Product: acoustic foam, polyester wadding, bonded acetate fibre (BAF), long-fibre wool, fibreglass,
wood & rubber
Approximate cost: € peanuts (polystyrene peanuts?)
Tweaker: Mark Wheeler - TNT UK
Tested: April 1973 to November 2007
After two episodes of the hard stuff (Part I & Part II), in Part III of our exploration of loudspeakers we go all touchy-feely with the soft fluffy stuff between our ears...sorry...inside our speakers.
There are 3 principal reasons why speaker builders put anything in the void in a loudspeaker cabinet interior:
A driver with a thin untreated paper cone mounted on one face of an unlined cubic cabinet would honk like a migrating goose. The cumulative effect of the out-of-phase cone rear output reaching yours ears together with the driver's direct radiation is timing errors plus reinforcement and cancellation of certain frequencies in a series of peaks and troughs that are unharmonious. The cone rear radiation will have bounced through various combinations of flat unyielding reflective surface in the speaker cabinet. If this delayed and distorted signal re-enters the listening room, via the wafer thin cone material (lightweight untreated kevlar, paper or other fibres are not very opaque acoustically) or via a reflex port or via an unlined and undamped TQWP (tuned quarter-wave pipe), it would be like a daisy chain of low quality guitar effects units on random settings. In short the empty unlined loudspeaker box is a perfect device for the annihilation of music.
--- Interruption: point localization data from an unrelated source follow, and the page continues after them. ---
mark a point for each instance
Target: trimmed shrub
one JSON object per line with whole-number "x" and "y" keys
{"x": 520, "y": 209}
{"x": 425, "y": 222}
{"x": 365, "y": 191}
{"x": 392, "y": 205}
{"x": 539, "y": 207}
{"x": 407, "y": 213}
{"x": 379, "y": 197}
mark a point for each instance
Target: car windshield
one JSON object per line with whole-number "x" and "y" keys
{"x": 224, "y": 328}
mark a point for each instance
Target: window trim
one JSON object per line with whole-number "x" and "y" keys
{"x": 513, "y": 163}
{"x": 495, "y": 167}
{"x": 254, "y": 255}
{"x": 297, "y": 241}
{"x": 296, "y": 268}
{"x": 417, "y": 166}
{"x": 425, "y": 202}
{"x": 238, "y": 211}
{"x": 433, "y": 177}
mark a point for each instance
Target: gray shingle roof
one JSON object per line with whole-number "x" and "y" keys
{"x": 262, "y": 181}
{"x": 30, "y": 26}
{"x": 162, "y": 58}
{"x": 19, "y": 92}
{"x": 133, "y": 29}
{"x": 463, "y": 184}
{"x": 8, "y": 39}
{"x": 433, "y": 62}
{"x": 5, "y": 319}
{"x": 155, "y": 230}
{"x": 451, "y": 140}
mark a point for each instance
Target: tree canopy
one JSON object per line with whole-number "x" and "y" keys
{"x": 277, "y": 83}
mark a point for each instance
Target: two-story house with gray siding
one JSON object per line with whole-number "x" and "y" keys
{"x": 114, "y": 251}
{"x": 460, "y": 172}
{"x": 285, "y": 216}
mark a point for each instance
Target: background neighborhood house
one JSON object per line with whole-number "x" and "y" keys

The effect of these distorted reflections on music are many and horrible. The noisefloor of the system is raised, reducing its dynamic range and its ability to convey the very subtle nuances of a musical performance. The leading edges of transients multiply and ring making the sound seem unfocused. Low frequencies are phase-shifted more than the designated alignment would predict and thus rhythm and pace are affected. Some frequencies are reinforced and others are cancelled, the sum being comb-filtered. So it pays to take some measures to reduce these effects, and that usually means stuffing something in that speaker carcass.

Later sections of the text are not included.